Astronomowie obserwują tajemnicze ciemne cienie w Mgławicy Oriona

Kategorie: 

Źródło: NASA

Znana ze swojego zapierającego dech w piersiach piękna i bliskości Ziemi, Mgławica Oriona zawsze przyciągała uwagę astronomów i obserwatorów gwiazd. Jednak ostatnie obserwacje Kosmicznego Teleskopu Jamesa Webba (JWST) ujawniły ukrytą tajemnicę kryjącą się za tym niebiańskim cudem. Grupa badaczy odkryła osobliwe cienie w mgławicy, rzucające światło na nowe tajemnicze zjawisko. Odkrycia podważają istniejące teorie i otwierają ekscytujące możliwości dalszych badań.

 

Obserwacje Mgławicy Oriona zostały starannie zebrane na podstawie tysięcy zdjęć i wielu filtrów. To właśnie podczas tego procesu badacze zauważyli coś niezwykłego w jednym konkretnym filtrze – F115W. W niektórych obserwacjach pojawiły się niezwykłe cienie, przypominające formacje pierścieniowe z wąsami wokół gwiazd. Te ciemne cienie, zwane „plamkami kawy” ze względu na swój kształt, nie zostały zaobserwowane na żadnej innej długości fali przez Hubble'a ani JWST.

 

Dr Mark McCorin, starszy doradca ds. nauki i eksploracji Europejskiej Agencji Kosmicznej, wyraził swoje zaskoczenie odkryciem. „Kiedy się rozglądałem, zacząłem widzieć te wszystkie ciemne cienie wokół obiektów.
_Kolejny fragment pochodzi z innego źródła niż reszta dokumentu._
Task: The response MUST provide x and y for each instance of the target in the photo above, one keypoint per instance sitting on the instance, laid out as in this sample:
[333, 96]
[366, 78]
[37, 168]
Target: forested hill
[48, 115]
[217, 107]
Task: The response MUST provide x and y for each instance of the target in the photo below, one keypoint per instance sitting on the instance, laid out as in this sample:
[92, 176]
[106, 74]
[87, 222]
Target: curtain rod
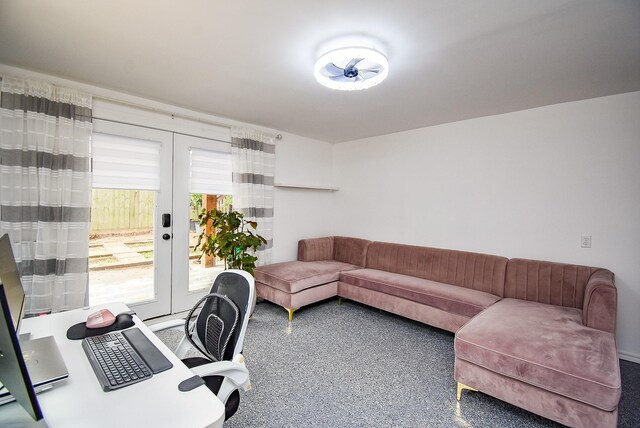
[167, 112]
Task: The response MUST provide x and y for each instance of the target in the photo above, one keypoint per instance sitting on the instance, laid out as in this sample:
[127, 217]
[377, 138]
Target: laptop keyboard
[114, 361]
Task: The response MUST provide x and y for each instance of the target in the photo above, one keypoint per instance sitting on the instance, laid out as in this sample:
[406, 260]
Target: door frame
[182, 298]
[161, 303]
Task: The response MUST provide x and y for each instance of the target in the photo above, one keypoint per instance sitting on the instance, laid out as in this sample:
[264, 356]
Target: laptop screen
[11, 280]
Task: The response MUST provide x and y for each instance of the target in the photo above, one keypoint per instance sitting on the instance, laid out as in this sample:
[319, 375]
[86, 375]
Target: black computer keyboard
[114, 361]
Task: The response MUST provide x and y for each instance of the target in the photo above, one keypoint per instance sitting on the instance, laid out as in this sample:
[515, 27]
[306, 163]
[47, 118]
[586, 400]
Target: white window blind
[209, 172]
[125, 163]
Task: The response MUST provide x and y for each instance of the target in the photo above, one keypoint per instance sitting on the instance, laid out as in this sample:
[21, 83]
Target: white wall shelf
[305, 186]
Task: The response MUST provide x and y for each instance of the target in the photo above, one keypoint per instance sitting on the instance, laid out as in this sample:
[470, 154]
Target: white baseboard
[628, 356]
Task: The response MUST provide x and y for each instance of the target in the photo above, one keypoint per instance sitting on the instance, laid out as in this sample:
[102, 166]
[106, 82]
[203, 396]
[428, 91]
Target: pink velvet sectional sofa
[539, 335]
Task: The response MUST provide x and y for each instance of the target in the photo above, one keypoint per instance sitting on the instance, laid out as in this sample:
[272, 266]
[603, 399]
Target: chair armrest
[311, 250]
[234, 371]
[168, 325]
[600, 302]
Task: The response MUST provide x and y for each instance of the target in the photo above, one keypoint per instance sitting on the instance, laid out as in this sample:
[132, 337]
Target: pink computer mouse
[100, 319]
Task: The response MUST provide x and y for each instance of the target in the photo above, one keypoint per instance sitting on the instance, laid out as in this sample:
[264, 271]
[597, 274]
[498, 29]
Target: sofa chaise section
[548, 346]
[442, 288]
[314, 276]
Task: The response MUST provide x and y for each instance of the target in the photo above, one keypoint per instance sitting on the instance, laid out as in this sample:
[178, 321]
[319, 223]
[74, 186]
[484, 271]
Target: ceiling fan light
[341, 58]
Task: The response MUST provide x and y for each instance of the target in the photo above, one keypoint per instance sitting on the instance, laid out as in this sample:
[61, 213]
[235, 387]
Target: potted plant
[230, 239]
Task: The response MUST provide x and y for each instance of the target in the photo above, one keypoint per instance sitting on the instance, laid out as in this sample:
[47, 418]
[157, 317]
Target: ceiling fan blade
[333, 69]
[368, 74]
[352, 63]
[341, 78]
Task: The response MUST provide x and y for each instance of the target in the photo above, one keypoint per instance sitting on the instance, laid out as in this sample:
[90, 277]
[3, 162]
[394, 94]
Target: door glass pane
[203, 268]
[121, 246]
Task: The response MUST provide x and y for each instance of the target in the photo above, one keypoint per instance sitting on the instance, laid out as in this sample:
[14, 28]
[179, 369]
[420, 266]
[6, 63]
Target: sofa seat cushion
[447, 297]
[295, 276]
[546, 346]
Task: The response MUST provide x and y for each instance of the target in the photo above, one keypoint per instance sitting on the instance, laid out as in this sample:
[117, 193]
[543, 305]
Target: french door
[144, 216]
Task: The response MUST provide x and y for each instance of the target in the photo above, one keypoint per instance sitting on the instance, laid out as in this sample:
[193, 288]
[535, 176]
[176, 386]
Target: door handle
[166, 220]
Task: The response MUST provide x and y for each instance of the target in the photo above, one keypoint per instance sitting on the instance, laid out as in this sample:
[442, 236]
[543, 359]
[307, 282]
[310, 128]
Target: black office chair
[216, 326]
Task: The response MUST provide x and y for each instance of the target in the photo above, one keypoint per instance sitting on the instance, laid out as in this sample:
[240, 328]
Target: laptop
[42, 356]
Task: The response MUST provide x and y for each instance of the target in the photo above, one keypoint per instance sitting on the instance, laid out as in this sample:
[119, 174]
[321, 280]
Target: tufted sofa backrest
[476, 271]
[547, 282]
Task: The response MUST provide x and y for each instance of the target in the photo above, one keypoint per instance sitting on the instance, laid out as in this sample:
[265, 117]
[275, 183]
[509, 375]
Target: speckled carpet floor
[350, 365]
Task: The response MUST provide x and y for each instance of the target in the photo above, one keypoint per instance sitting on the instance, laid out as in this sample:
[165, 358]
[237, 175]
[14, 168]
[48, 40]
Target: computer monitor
[10, 277]
[13, 370]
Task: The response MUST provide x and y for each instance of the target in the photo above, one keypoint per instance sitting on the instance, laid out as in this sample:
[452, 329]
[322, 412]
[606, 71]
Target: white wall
[301, 213]
[524, 184]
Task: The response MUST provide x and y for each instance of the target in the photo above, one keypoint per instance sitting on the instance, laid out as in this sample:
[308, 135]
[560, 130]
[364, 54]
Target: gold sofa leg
[462, 386]
[291, 311]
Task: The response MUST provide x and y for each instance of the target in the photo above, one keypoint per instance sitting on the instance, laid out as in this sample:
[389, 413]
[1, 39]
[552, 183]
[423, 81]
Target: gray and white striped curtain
[253, 157]
[45, 190]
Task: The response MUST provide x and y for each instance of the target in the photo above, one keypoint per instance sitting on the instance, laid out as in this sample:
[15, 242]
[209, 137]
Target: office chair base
[462, 386]
[291, 311]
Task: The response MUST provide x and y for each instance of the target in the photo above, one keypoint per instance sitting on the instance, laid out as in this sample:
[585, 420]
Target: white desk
[80, 402]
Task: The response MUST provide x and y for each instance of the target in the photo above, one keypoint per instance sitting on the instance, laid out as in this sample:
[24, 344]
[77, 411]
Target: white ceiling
[252, 60]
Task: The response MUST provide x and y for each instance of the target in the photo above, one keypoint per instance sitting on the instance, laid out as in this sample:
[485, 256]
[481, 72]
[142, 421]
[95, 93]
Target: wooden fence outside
[113, 210]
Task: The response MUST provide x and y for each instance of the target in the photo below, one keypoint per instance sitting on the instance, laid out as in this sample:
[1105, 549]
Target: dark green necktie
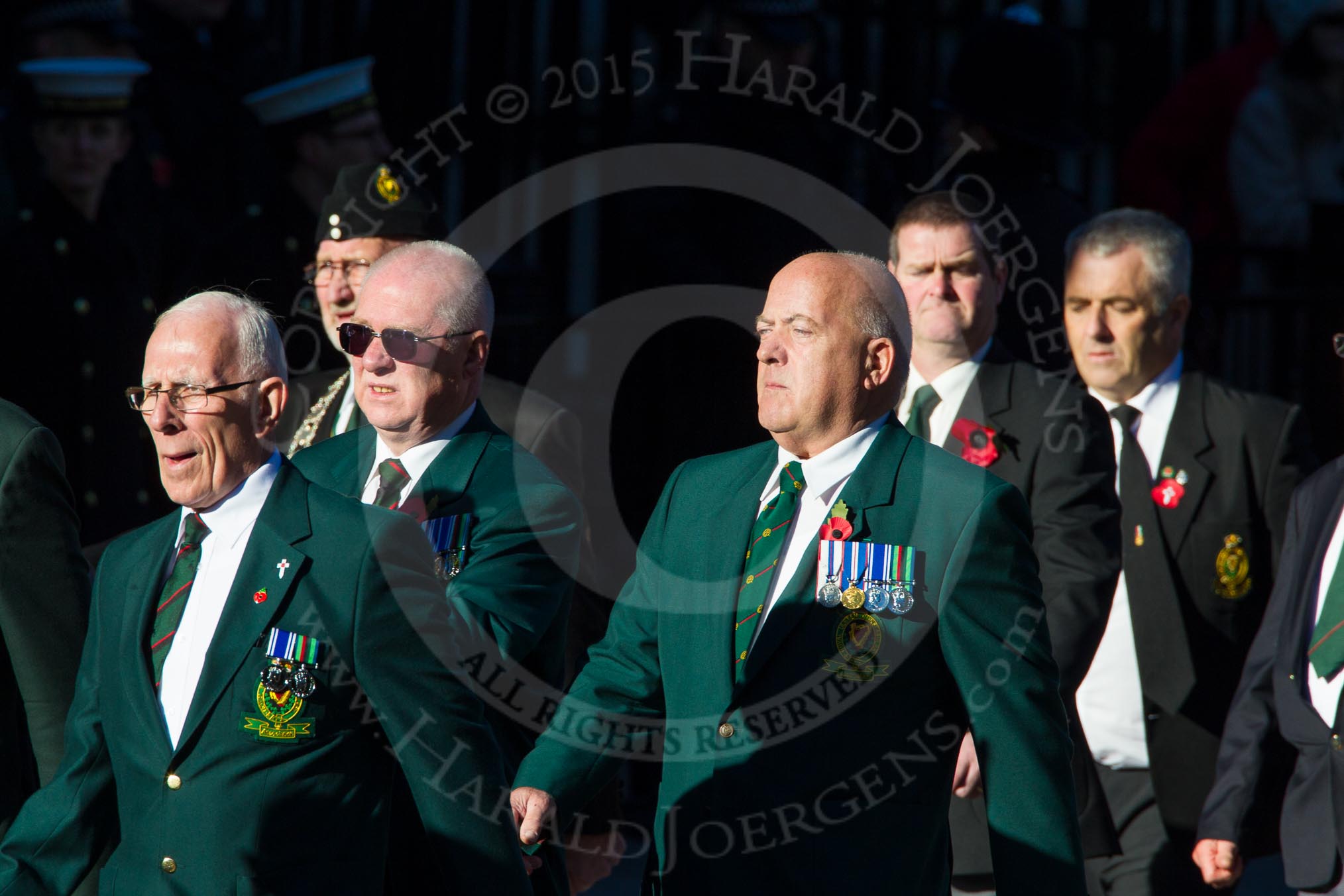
[921, 409]
[1327, 651]
[172, 600]
[392, 478]
[768, 537]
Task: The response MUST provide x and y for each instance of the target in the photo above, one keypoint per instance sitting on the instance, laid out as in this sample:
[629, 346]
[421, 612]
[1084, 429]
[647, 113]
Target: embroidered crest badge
[1233, 569]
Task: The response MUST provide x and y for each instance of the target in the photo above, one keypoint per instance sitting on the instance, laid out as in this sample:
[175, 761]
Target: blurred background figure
[315, 125]
[90, 245]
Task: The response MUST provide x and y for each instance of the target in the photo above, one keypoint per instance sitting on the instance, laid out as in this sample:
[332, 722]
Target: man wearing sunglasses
[370, 213]
[1290, 688]
[217, 734]
[504, 531]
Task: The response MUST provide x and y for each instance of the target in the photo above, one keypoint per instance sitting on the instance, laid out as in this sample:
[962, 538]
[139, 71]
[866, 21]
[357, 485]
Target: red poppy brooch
[838, 527]
[978, 441]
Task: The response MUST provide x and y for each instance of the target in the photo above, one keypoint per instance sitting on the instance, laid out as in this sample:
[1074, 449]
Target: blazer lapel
[1188, 448]
[1310, 578]
[146, 567]
[988, 394]
[448, 476]
[871, 485]
[740, 515]
[281, 523]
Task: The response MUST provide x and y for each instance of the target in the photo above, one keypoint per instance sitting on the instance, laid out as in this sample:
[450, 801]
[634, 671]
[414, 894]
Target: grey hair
[467, 302]
[1163, 245]
[877, 319]
[261, 353]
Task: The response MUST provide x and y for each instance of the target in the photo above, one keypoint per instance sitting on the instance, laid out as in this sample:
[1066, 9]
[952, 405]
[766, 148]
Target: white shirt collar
[828, 469]
[231, 518]
[1149, 400]
[417, 460]
[950, 384]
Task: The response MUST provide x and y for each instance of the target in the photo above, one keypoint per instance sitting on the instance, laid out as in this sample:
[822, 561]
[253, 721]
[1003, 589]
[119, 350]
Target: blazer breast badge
[284, 685]
[1233, 569]
[448, 535]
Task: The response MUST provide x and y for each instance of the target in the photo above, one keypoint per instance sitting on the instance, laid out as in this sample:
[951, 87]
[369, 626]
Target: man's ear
[879, 363]
[272, 395]
[476, 355]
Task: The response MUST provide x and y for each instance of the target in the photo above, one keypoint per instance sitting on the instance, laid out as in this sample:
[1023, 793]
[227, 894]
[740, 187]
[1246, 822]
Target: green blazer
[827, 767]
[514, 587]
[43, 606]
[512, 591]
[239, 814]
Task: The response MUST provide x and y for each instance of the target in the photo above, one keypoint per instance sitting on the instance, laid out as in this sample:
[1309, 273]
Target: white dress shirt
[1325, 695]
[824, 475]
[950, 386]
[1111, 699]
[416, 460]
[230, 524]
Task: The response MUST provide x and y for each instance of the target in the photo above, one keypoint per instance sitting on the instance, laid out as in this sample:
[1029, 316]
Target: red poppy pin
[1168, 493]
[1171, 486]
[978, 441]
[838, 527]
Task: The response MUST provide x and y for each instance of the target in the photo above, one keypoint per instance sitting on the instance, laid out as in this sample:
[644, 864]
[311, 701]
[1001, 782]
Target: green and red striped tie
[763, 551]
[1327, 651]
[392, 478]
[172, 600]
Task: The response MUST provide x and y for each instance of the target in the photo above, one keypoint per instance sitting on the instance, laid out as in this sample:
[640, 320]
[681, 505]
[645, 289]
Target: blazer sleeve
[1076, 514]
[43, 590]
[1292, 463]
[996, 644]
[622, 677]
[1252, 718]
[62, 829]
[404, 656]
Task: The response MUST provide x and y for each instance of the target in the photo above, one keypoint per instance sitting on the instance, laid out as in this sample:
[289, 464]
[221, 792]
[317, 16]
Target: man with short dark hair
[1039, 433]
[812, 622]
[1205, 477]
[214, 734]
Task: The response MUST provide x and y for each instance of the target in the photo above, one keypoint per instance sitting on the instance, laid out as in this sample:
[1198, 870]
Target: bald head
[834, 350]
[443, 276]
[439, 294]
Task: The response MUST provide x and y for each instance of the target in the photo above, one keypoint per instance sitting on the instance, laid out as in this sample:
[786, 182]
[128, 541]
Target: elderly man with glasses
[221, 735]
[504, 530]
[368, 214]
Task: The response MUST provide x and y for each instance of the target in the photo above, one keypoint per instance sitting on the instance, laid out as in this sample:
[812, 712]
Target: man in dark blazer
[1284, 691]
[1206, 473]
[816, 748]
[1039, 433]
[253, 664]
[504, 528]
[368, 214]
[43, 606]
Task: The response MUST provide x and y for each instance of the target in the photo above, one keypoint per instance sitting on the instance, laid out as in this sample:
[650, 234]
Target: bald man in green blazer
[256, 664]
[503, 528]
[809, 735]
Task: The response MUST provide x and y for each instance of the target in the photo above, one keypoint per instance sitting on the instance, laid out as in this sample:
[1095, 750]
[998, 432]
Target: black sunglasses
[400, 344]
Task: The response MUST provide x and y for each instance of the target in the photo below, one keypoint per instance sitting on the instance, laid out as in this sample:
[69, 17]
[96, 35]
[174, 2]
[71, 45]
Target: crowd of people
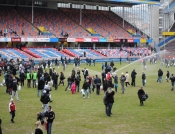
[16, 72]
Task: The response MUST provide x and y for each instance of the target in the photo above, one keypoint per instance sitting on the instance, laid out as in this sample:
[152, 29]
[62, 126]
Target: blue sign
[54, 40]
[102, 40]
[137, 40]
[149, 40]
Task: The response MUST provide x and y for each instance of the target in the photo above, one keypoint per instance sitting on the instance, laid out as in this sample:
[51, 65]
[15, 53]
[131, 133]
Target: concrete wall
[40, 44]
[52, 5]
[154, 17]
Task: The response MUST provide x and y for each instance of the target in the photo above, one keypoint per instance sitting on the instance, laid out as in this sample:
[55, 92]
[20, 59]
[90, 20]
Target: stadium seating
[45, 52]
[55, 22]
[11, 53]
[119, 21]
[98, 22]
[12, 21]
[125, 51]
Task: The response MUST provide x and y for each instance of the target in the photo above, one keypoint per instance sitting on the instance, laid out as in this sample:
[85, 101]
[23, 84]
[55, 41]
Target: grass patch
[75, 115]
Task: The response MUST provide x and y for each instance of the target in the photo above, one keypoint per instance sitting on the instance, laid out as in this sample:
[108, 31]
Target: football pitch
[75, 115]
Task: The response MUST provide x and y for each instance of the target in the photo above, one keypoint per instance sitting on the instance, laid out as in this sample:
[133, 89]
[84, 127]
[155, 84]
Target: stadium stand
[55, 22]
[12, 24]
[98, 22]
[11, 53]
[125, 51]
[45, 52]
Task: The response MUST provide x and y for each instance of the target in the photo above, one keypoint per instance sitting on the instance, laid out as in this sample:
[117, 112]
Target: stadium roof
[112, 3]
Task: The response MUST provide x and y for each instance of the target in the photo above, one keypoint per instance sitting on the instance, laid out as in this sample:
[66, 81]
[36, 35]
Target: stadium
[59, 41]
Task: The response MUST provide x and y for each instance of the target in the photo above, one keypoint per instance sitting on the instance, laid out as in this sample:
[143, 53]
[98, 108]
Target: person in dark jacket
[41, 84]
[115, 82]
[69, 83]
[105, 85]
[172, 78]
[50, 116]
[85, 73]
[61, 78]
[167, 76]
[38, 130]
[143, 78]
[77, 82]
[45, 99]
[133, 76]
[55, 80]
[85, 88]
[98, 84]
[14, 89]
[109, 101]
[22, 77]
[160, 74]
[140, 94]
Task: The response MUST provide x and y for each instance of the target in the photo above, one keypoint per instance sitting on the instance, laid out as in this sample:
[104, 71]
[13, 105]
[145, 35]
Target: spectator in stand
[12, 109]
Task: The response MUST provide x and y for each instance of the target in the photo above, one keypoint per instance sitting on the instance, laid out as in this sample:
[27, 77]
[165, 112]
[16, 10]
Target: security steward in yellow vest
[34, 77]
[28, 79]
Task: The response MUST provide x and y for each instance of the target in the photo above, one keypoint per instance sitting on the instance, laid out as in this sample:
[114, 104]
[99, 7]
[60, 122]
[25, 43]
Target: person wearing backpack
[34, 76]
[28, 79]
[122, 81]
[143, 78]
[50, 116]
[98, 84]
[109, 80]
[140, 94]
[73, 88]
[115, 82]
[45, 99]
[172, 78]
[108, 101]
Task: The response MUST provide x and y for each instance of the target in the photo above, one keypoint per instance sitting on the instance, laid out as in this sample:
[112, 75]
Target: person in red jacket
[12, 109]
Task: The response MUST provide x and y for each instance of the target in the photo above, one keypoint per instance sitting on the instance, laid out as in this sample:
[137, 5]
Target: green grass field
[75, 115]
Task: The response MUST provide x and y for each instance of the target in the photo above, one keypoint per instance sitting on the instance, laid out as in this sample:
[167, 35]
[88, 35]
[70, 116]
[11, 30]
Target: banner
[62, 39]
[79, 39]
[102, 40]
[35, 39]
[87, 39]
[71, 40]
[110, 40]
[16, 39]
[117, 40]
[137, 40]
[137, 36]
[5, 39]
[54, 40]
[142, 40]
[130, 40]
[95, 39]
[124, 40]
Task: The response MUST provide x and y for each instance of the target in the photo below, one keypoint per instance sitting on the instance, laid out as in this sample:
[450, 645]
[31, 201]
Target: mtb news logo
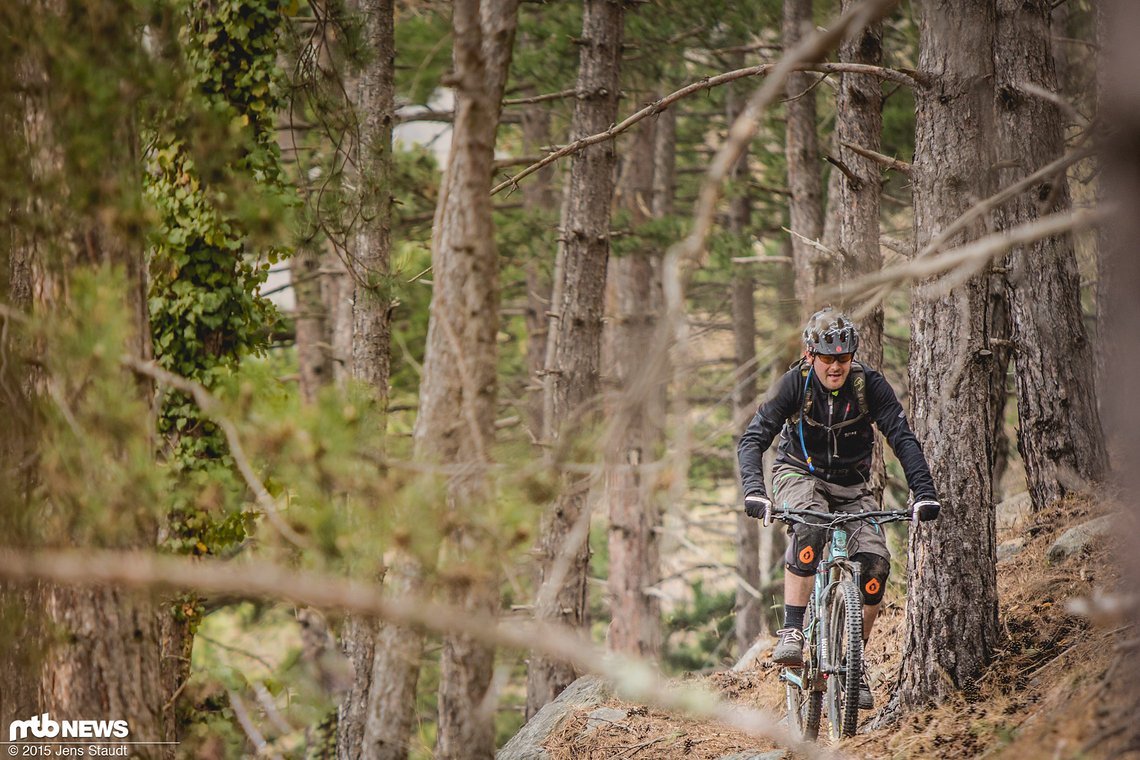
[42, 726]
I to tylko w tym filtrze, wyłącznie w tym filtrze. Nie ma takich cieni na żadnej innej długości fali, ani na Hubble'u, ani na JWST”

Naukowcy początkowo rozważali możliwość, że cienie może powodować pył, biorąc pod uwagę doskonałą zdolność teleskopów na podczerwień do badania pyłu. Jednak to wyjaśnienie nie powiodło się, ponieważ cienie nie pojawiały się w innych filtrach. Następnie zwrócili uwagę na hel, substancję występującą obficie w mgławicach, ale widoczną jedynie w wąskim obszarze widma elektromagnetycznego.

 

Hel, drugi najpowszechniej występujący pierwiastek we wszechświecie, stanowi około jednej czwartej całej zwykłej materii. W tym przypadku naukowcy sugerują, że cienie są spowodowane przez zimny, obojętny hel z dwoma nienaruszonymi elektronami, pochłaniający światło z mgławicy tła. Odkrycie to jest zasadniczo nowe, ponieważ sugeruje obecność dżetów protogwiazdowych, które pochłaniają światło na tle mgławicy.

Naukowcy uważają, że jest to rzeczywiście zimny, neutralny hel pochłaniający światło z mgławicy tła. A być może najbardziej niezwykłe jest to, że faktycznie widzimy dżety protogwiazdowe pochłaniające światło na tle mgławicy.

 

JWST uzyskał już wcześniej obrazy dżetów protogwiazdowych, pokazując ich interakcję z materią kosmiczną i wynikającą z tego emisję światła. Jednak ostatnie obserwacje ujawniły nowy wymiar tych dżetów, dając naukowcom bezprecedensową możliwość dalszego ich badania. Cienie dostarczają cennych informacji na temat złożonych mechanizmów tych kosmicznych zjawisk i podważają istniejące teorie powstawania planet i gwiazd.